You push the paper lanterns out into the lake, and the moon is shamed by their glow.
We do this in memory of someone, I forget who.
"How many men have you loved? Women too."
You are beautiful, born haunted, dropped into a dream of need, warmed by a lakeside sun, seeded on a trail that was gouged from the earth by a demon raping an angel. Rutted and gutted, encumbered and incubated. Or was it the other way round?
First time I saw you, your mouth rimmed with powdered sugar, I had to laugh. Laughing was hardly my default then, is less so now. You wet-fingered the sweet dust and sucked on it, like someone on a cocaine binge, and your Romany eyes danced like cryptic bordello tales stashed beneath the darkest of thoroughfares for later telling. Erotic. Driven. Most likely lost.
No one saw anything. They never did. Everything passed in the margins, whispered only by migrants in drab fields and passed via honking bird flights over waterless barrens into the icetails of comets plunging into the sun or whipped into the outer clouds of a shattered and dying system.
That was when we both stood naked and peeling before a torrid star, cancerous and boundless, tempting the planet to brush our blighted haunches while the ground splintered into cryptic droughtland and the clouds went AWOL for good.
Absence and loss and enticement. Tails and tales.
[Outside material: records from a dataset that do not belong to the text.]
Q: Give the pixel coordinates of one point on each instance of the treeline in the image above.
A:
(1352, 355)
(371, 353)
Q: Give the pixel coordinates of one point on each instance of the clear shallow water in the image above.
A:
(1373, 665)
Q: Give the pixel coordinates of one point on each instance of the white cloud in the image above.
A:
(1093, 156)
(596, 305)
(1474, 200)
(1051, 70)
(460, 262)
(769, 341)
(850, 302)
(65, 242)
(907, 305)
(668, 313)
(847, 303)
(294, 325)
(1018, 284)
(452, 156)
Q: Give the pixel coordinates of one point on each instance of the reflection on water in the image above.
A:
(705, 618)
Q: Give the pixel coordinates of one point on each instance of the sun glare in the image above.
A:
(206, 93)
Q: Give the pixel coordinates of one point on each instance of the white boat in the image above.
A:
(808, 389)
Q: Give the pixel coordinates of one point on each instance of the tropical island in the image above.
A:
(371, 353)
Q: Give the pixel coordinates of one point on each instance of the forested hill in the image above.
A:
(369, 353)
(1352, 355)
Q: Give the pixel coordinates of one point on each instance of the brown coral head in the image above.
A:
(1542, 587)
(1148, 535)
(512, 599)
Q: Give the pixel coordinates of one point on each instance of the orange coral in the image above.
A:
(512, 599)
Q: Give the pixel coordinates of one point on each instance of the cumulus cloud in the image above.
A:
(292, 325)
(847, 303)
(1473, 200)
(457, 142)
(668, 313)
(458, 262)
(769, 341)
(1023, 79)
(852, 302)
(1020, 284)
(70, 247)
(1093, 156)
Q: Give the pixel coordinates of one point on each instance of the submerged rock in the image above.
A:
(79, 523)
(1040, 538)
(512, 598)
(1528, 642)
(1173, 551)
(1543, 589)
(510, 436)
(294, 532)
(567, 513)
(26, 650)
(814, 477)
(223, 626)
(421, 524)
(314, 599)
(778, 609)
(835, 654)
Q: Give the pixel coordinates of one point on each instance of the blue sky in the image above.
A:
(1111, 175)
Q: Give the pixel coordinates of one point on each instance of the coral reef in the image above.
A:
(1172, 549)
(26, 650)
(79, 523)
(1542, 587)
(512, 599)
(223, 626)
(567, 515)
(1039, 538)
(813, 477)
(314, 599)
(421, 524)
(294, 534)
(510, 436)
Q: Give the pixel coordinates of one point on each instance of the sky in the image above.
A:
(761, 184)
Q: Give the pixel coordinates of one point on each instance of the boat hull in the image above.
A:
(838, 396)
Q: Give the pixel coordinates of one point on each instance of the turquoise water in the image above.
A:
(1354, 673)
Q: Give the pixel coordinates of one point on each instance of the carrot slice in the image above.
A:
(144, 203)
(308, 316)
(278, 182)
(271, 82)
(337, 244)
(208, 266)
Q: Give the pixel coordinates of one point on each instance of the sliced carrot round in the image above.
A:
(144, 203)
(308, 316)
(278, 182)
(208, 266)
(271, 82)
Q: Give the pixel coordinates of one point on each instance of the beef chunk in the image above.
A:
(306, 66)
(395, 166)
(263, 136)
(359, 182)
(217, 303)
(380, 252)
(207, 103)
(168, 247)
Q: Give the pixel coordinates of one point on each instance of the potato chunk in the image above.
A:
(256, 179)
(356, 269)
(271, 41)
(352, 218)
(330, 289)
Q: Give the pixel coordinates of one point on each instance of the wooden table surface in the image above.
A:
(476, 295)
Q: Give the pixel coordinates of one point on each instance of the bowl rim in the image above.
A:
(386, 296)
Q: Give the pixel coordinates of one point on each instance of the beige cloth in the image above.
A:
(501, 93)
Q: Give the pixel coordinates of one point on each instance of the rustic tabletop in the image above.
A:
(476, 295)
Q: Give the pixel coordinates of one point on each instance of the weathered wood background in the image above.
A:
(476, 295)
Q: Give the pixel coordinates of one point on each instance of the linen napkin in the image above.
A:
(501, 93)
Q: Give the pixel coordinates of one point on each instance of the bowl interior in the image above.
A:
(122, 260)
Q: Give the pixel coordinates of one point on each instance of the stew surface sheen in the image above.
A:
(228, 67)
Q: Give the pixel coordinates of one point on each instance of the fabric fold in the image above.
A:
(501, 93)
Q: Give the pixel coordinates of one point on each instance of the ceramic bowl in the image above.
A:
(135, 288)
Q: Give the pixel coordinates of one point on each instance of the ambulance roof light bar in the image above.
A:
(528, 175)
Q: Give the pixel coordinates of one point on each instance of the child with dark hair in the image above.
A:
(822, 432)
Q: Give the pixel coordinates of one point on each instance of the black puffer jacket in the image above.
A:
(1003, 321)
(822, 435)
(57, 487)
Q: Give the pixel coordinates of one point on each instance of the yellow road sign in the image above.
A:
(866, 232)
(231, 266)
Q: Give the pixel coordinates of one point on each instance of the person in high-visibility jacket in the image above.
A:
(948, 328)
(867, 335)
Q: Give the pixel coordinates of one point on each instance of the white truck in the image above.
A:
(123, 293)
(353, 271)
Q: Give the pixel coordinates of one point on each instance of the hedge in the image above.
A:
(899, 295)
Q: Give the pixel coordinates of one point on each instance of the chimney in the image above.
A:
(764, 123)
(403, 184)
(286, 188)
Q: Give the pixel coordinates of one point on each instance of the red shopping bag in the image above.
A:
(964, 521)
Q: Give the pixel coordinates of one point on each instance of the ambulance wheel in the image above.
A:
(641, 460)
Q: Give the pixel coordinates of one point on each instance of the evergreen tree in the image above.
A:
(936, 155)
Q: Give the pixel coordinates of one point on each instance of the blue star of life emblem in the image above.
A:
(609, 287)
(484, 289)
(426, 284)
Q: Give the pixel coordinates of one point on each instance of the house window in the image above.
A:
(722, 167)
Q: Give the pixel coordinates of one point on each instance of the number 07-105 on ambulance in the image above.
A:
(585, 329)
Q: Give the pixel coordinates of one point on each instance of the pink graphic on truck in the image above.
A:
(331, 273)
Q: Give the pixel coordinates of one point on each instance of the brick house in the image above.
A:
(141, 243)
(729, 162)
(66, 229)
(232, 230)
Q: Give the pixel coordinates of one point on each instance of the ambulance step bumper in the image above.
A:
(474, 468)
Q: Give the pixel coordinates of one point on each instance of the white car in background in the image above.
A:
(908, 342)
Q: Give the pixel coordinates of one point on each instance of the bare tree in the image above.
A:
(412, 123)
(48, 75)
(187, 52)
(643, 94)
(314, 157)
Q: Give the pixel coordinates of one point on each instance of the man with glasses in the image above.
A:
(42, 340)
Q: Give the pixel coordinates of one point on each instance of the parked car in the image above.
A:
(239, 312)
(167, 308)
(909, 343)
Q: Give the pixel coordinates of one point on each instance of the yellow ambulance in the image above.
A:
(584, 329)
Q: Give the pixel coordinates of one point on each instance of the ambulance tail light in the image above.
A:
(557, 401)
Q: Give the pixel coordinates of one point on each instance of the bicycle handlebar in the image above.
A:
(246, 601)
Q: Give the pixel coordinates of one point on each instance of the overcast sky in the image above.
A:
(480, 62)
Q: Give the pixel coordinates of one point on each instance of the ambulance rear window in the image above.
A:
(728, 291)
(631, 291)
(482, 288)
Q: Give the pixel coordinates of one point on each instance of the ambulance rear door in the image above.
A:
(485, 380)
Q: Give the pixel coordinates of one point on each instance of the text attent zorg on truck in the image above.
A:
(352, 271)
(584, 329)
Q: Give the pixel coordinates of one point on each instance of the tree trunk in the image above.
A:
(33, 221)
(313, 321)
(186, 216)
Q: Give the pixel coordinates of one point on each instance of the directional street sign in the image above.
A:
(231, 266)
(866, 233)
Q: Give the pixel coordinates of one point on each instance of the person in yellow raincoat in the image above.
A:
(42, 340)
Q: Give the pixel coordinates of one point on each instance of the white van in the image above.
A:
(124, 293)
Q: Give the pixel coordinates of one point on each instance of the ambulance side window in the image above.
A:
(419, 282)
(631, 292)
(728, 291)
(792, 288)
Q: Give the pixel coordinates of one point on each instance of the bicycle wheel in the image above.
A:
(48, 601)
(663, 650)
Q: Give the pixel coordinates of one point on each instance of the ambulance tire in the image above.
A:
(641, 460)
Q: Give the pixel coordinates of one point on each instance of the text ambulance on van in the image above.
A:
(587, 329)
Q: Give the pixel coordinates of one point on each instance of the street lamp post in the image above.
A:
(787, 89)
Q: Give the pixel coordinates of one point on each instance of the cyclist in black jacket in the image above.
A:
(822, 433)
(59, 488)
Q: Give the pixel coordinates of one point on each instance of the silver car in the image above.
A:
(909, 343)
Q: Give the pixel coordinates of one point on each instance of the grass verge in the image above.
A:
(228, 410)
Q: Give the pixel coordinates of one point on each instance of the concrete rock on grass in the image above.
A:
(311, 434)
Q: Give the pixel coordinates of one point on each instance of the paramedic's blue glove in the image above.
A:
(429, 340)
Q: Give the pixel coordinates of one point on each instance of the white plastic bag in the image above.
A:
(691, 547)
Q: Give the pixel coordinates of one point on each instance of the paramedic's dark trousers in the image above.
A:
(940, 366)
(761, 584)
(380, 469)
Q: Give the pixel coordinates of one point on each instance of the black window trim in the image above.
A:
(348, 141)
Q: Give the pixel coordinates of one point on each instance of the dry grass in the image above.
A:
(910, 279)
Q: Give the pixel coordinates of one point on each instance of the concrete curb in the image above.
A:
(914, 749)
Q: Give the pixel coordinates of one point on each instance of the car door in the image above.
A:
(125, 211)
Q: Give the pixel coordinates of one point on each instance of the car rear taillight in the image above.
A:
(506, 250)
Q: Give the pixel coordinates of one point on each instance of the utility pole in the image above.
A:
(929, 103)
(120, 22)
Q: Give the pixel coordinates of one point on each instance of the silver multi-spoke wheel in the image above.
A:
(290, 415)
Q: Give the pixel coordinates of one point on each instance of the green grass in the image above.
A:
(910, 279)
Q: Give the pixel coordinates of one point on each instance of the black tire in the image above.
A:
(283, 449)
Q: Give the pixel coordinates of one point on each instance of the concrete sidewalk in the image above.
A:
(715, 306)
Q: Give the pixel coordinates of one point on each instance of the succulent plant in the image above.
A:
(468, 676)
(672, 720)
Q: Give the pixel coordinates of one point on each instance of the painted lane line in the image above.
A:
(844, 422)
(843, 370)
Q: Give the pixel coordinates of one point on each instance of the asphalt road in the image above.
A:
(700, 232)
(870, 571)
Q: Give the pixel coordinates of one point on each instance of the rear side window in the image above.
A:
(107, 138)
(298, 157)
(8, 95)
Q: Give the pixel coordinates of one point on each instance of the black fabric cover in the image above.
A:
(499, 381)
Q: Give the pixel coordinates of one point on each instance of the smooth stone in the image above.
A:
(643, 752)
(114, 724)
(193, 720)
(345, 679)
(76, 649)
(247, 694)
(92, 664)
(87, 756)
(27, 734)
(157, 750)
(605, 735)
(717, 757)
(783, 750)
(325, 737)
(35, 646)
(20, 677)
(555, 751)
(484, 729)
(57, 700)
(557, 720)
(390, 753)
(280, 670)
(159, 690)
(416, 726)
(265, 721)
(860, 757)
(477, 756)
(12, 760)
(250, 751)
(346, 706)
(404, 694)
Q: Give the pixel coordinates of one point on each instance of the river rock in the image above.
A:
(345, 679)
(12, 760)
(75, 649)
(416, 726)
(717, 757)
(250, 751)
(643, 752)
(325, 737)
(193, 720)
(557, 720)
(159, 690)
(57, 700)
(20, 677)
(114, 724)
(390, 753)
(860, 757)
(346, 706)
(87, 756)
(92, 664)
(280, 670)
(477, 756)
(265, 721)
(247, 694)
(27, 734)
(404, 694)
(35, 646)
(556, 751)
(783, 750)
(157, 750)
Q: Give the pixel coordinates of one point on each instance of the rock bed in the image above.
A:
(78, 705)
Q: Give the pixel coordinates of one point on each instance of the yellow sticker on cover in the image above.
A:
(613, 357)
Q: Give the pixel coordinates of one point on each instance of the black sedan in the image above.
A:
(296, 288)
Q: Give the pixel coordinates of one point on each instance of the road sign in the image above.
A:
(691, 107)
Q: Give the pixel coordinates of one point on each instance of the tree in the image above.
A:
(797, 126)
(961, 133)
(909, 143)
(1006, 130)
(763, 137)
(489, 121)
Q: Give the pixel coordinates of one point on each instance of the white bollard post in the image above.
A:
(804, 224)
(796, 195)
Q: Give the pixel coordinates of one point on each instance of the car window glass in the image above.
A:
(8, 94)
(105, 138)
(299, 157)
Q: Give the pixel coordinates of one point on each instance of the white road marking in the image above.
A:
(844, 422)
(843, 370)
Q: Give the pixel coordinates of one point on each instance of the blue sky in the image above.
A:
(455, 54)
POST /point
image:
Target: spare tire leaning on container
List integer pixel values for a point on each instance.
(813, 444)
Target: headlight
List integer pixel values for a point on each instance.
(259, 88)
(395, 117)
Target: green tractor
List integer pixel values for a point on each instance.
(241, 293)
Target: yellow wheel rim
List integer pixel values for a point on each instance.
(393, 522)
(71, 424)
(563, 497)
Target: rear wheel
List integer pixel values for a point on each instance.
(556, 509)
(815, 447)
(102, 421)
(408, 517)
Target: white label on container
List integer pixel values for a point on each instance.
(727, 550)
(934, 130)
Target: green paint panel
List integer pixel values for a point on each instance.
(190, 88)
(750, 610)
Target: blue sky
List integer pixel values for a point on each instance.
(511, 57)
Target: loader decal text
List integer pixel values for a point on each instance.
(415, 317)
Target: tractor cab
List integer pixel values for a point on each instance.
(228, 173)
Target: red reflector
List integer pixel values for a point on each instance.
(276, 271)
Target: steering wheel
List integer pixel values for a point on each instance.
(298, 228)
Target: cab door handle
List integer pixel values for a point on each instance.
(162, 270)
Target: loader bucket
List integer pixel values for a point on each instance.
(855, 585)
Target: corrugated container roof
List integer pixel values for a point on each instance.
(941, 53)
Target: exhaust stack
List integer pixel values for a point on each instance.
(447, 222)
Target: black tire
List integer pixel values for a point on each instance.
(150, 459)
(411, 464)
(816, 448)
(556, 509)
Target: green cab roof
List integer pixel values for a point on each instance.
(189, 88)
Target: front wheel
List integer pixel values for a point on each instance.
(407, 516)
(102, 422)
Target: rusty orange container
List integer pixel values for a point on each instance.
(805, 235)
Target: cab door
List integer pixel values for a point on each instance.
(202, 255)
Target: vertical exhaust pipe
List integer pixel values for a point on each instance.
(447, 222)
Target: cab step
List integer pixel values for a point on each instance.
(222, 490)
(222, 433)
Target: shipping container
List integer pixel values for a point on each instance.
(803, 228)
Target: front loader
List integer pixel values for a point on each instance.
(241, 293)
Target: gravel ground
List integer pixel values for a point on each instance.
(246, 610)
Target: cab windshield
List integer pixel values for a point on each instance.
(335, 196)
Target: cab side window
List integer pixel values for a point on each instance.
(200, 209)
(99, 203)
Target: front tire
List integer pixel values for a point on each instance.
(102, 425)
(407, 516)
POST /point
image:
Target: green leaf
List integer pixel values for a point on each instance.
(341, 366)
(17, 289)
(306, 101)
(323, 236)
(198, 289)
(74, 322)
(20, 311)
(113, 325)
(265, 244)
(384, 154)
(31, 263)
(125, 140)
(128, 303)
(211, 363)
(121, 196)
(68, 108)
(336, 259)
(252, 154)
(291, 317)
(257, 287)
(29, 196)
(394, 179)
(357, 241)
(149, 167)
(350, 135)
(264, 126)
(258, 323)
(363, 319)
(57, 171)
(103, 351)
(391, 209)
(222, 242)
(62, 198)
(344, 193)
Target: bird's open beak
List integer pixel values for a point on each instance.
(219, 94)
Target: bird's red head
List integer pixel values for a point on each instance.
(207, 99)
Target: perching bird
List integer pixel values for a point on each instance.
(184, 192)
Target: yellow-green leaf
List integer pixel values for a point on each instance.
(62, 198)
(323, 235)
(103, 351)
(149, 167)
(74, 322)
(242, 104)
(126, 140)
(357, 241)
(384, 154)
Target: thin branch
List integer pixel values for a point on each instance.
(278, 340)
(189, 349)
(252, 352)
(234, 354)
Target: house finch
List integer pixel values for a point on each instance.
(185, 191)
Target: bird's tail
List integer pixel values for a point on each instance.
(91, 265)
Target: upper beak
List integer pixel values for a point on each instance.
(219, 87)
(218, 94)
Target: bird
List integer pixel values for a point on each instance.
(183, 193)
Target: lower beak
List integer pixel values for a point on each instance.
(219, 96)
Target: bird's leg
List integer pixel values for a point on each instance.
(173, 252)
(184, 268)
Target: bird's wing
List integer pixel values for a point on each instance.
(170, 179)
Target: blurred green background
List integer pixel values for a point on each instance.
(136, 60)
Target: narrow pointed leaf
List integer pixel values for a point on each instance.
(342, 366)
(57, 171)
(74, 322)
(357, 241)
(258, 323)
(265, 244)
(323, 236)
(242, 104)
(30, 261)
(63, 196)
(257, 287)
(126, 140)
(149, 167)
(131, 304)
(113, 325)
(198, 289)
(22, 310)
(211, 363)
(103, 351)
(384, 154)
Remember that plate of eggs, sunnyside up, those sizzling strips of bacon, the dark, steaming coffee, and hot buttered toast? Our server was Naomi. She was pretty, like arroyos and dreamcatchers are pretty. The scorpions held back, laden and shadowed, dark arthritic limbs poised with toxins. The desert turned the blindest of eyes. A kitchen radio played a rebel song about secret fires, and a couple in an adjacent booth argued about Taylor Swift and Kanye, while a busload of Asian tourists stopped on the highway to witness Navajo coyotes yowl an alien dirge, ghost dance a potlatch, curb-stomp all dubious history.
My god, we were happy and didn't have one single motherfucking clue.
There were furrows we plowed and beaches we combed—true pacific stories of desolation and faith—all along that bright coastline and inland, through the tall wide conifers, climbing deadfalls, dragging palsied legs across molten prairies liquid with deer, waiting in birdless, threat-drenched silence for tsunamis or tremors, half-hoping our antic virgin ambitions would be derailed by the routine cataclysms of our unruly, blessed planet.
"Hundreds," you say.
And I blink, lost.
"Lovers. You asked how many lovers."
"Right, I think I did." I want to ask more, yet I want to ask less.
"The lanterns look like souls. Waiting to be assigned a place."
"They don't even know they can just go choose a place."
Vehicles rush by, not far for the crow, yet way below this grassy crest. In each one a drama plays out, even if it's the slow red cellophane draw on a trucker's cigarette or a wayward nun's nylon-clad foot pecking an R&B beat while the dot-dash lines come and go—morse, remorse, despair, and hope—and tragicomedies begin with the smallest trickle of tiny stones atop a slope.
You watch me carefully, and I try to shrug you off, shrug everything off.
My god. Goddess. Pierce my chest with sharpest bone and lean me back under the merciless heat until I tear.
Billboards about Jesus and corn and abortions pass rapid to our right, like maledictions. Cursed and unnerving and joyless as Judas's empty sunless pockets.
Almost there now. You won't stop watching me. "Give me your damn hand."
Okay. I submit. I submit. Goddamn me to hell and worse, I fucking submit. And as soon as I do, the dripping, segmented limbs of a vast and terrible horror clamber ungainly over the black horizon, and our hopeless, maladroit screams ring out like the most graceless of bitter music. Fallen. Condemned.